Rio Grande da Serra, 17/08/2025

O atraso, que deveria ter sido sanado até sexta-feira (15), gerou um cenário de incerteza e revolta entre os trabalhadores da IGEVE. O vereador Léo Alves, de Rio Grande da Serra, um ferrenho defensor da categoria, subiu o tom e expressou sua indignação publicamente. “A história se repetiu: mais uma vez os salários dos profissionais da educação atrasaram”, declarou Alves em suas redes sociais. Ele enfatizou a cobrança contínua e a necessidade urgente de solução: “E aqui não tem desculpa: seja governo, seja instituto, o problema precisa ser resolvido. O que não pode é o trabalhador pagar essa conta. Continuo fiscalizando e pressionando para que todos recebam seus salários em dia. Como professor, sempre estarei do lado dos profissionais da educação.”
A empresa IGEVE, responsável por parte da prestação de serviços na área da educação, atribui o novo atraso à falta de repasse de verbas por parte da administração municipal. No entanto, o descontentamento é ainda maior pois a IGEVE havia enviado uma nota oficial aos funcionários, prometendo que os pagamentos seriam regularizados até o dia 15 de agosto, uma promessa que, lamentavelmente, não foi cumprida. Esta falha agrava a já frágil relação de confiança e intensifica a angústia dos profissionais. A Prefeitura e a Secretaria de Educação ainda não se manifestaram publicamente sobre o assunto, o que contribui para a falta de clareza sobre os prazos para regularização.

O impacto dessa situação vai além do financeiro, afetando diretamente a capacidade de trabalho dos educadores. A expectativa é que parte dos funcionários prejudicados não consiga comparecer ao trabalho nesta segunda-feira (18), devido à exaustão financeira e psicológica. “Exigimos Respeito, Exigimos salários em dia, exigimos dignidade! Isso é o mínimo! Esperamos que as coisas se resolvam o mais breve possível porque se trata de pais e mães que têm suas contas a pagar, aluguéis e etc!”, desabafou, sob anonimato, uma funcionária da IGEVE, refletindo o desespero de muitos colegas e a iminência de um movimento de GREVE!
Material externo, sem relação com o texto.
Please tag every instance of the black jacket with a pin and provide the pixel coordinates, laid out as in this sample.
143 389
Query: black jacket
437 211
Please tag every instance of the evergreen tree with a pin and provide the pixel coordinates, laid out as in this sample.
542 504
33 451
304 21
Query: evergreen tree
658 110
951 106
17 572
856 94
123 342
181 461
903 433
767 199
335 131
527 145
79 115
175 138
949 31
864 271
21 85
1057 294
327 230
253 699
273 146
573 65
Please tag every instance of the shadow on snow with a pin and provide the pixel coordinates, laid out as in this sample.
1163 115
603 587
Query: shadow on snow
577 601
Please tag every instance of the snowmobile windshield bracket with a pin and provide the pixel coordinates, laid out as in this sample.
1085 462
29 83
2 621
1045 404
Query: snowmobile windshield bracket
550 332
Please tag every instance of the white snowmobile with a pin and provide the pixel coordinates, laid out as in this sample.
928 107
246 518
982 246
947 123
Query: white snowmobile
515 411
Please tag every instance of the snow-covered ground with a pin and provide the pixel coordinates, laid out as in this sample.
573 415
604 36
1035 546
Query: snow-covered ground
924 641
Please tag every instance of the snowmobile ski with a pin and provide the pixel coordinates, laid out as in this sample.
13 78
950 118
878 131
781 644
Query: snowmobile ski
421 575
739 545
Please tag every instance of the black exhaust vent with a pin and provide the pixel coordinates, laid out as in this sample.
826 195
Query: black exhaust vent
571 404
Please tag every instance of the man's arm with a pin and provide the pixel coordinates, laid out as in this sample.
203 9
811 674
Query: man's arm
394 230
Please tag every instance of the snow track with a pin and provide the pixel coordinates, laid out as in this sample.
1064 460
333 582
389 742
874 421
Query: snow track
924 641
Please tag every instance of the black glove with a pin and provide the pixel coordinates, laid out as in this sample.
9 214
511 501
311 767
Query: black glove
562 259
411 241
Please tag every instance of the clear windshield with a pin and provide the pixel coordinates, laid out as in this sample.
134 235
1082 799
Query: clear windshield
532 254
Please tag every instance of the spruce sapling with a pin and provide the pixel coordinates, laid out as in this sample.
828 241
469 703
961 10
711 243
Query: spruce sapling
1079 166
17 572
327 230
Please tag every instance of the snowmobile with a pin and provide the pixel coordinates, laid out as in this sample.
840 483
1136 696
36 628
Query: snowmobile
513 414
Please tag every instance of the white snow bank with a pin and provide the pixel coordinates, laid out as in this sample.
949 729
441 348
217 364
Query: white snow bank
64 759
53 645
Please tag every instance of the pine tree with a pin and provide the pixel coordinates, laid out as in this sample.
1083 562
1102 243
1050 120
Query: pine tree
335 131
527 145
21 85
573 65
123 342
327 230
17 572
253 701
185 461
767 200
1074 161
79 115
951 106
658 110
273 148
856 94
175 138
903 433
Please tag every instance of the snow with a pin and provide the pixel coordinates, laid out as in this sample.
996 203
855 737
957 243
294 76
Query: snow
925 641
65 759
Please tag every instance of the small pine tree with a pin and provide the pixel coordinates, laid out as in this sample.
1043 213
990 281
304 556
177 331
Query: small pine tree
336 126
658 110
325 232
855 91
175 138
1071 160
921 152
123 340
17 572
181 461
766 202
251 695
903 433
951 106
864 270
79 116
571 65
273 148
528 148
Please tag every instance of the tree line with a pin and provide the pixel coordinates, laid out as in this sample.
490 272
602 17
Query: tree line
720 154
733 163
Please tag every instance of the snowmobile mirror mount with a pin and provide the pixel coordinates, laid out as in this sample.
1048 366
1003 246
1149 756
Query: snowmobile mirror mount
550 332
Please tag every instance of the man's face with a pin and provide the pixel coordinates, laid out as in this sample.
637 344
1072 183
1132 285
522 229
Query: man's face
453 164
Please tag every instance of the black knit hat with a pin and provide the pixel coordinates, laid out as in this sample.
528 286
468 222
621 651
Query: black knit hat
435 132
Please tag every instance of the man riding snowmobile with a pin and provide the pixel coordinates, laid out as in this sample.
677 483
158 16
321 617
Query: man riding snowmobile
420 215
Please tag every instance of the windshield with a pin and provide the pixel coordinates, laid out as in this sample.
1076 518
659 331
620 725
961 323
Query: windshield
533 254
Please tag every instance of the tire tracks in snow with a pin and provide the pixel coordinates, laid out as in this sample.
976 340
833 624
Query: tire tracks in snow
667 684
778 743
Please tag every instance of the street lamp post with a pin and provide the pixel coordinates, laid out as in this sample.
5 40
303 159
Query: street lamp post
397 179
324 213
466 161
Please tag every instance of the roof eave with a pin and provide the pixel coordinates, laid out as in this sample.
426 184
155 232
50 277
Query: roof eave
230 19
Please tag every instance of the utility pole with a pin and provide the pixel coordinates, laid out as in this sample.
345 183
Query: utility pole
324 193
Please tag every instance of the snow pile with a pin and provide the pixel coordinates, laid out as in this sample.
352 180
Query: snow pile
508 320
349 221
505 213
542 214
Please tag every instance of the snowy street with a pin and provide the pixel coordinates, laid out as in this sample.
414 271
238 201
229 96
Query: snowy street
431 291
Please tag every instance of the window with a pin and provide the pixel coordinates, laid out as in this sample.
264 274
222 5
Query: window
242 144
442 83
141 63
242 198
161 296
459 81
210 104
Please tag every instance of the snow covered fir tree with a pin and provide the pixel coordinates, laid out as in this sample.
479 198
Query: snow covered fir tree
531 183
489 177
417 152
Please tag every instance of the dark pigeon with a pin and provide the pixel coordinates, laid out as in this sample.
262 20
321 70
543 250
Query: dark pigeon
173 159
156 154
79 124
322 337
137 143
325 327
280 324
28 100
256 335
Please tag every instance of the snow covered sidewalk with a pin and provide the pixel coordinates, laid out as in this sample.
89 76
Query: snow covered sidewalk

A solidariedade, contudo, tem sido uma nota de apoio em meio à crise. Saulo Pezzo, diretor da Escola Municipal José Carlos Arruda, localizada no bairro Santa Teresa, demonstrou seu total apoio aos colaboradores da IGEVE. “Desculpe a gestão… Mas eu como gestor escolar preciso estar do lado de meus funcionários… A luta é de todos… Hoje são eles amanhã seremos nós…”, afirmou Pezzo, ressaltando a união da categoria diante da adversidade e a importância da mobilização para garantir os direitos dos trabalhadores.
A comunidade educacional e os pais de alunos aguardam um posicionamento oficial da Prefeitura de Rio Grande da Serra, que se mantém em silêncio até o momento, para que uma solução definitiva seja encontrada e os profissionais possam exercer suas funções com a dignidade e a tranquilidade que merecem. A repetição desses atrasos não só prejudica os trabalhadores, mas também compromete a qualidade do ensino e a estabilidade de um setor vital para o desenvolvimento do município, colocando em risco o início de mais uma semana letiva.